The championship core was gone. Blue, who had incongruously signed a three-year contract in 1976, remained, as did outfielder Bill North. He would be dealt to the Dodgers in May 1978 for outfielder Glenn Burke.

Churn, churn, churn. Garner and two others were dealt to the Pittsburgh Pirates for a package that included reliever Doug Bair and prospects Rick Langford, Tony Armas and Mitchell Page.

Even the presence of Page, who was runner-up for Rookie of the Year, and the expansion Seattle Mariners couldn't save the A's from finishing seventh and last in the 1977 AL West.  Blue went 14-19. Attendance fell to 495,599, less than half of what was two years earlier.

Vida Blue, bottom right, in the land of the Giants
They'd gone 63-98.* But for one game not played, it could have been worse.

And then it did get worse.

In Dec. 1977, Finley traded Blue to the Cincinnati Reds for power-hitting minor league first baseman Dave Revering. Again, Kuhn interceded to void the deal. The Reds later swapped Revering for Bair.

Blue, twice traded and twice returned, went into spring training as an A. But not for long.

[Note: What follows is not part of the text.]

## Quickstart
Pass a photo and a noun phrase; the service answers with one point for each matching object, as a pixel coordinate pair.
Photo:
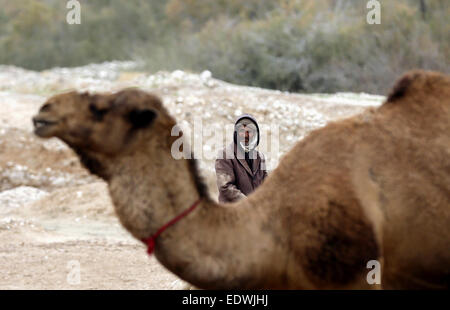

On March 15, he was traded to the San Francisco Giants for seven players and $300,000 in cash. Oakland got pitchers Alan Wirth, Dave Heaverlo and John Henry Johnson, plus catcher Gary Alexander and outfielder Gary Thomasson. The Giants later threw in infielder Mario Guerrero, whom they'd signed as a free agent only months earlier.

They held the fort until reinforcements could ripen.

By 1980, Langford, together with Mike Norris, Steve McCatty, Matt Keough and Brian Kingman would form an effective starting rotation. Backed by outfielders Armas, Dwayne Murphy and Rickey Henderson, the Athletics went 86-76, good for second in the division behind the Royals again. Also in the line-up, Page, Revering and Guerrero.

Finley, perhaps somewhat vindicated, sold the club in August of that year.

Vida Blue won 18 games in his maiden season in San Francisco, but was never that good again. His declining career intertwined with a trade to Kansas City, drug abuse, a jail sentence, and a brief but respectable comeback. After going 10-10 with a 3.27 ERA and 100 strikeouts in 157 innings for the Giants in '86, he retired.

* An earlier version of this entry contained a typo, asserting the A's had lost 78 games in 1977. They'd lost 98.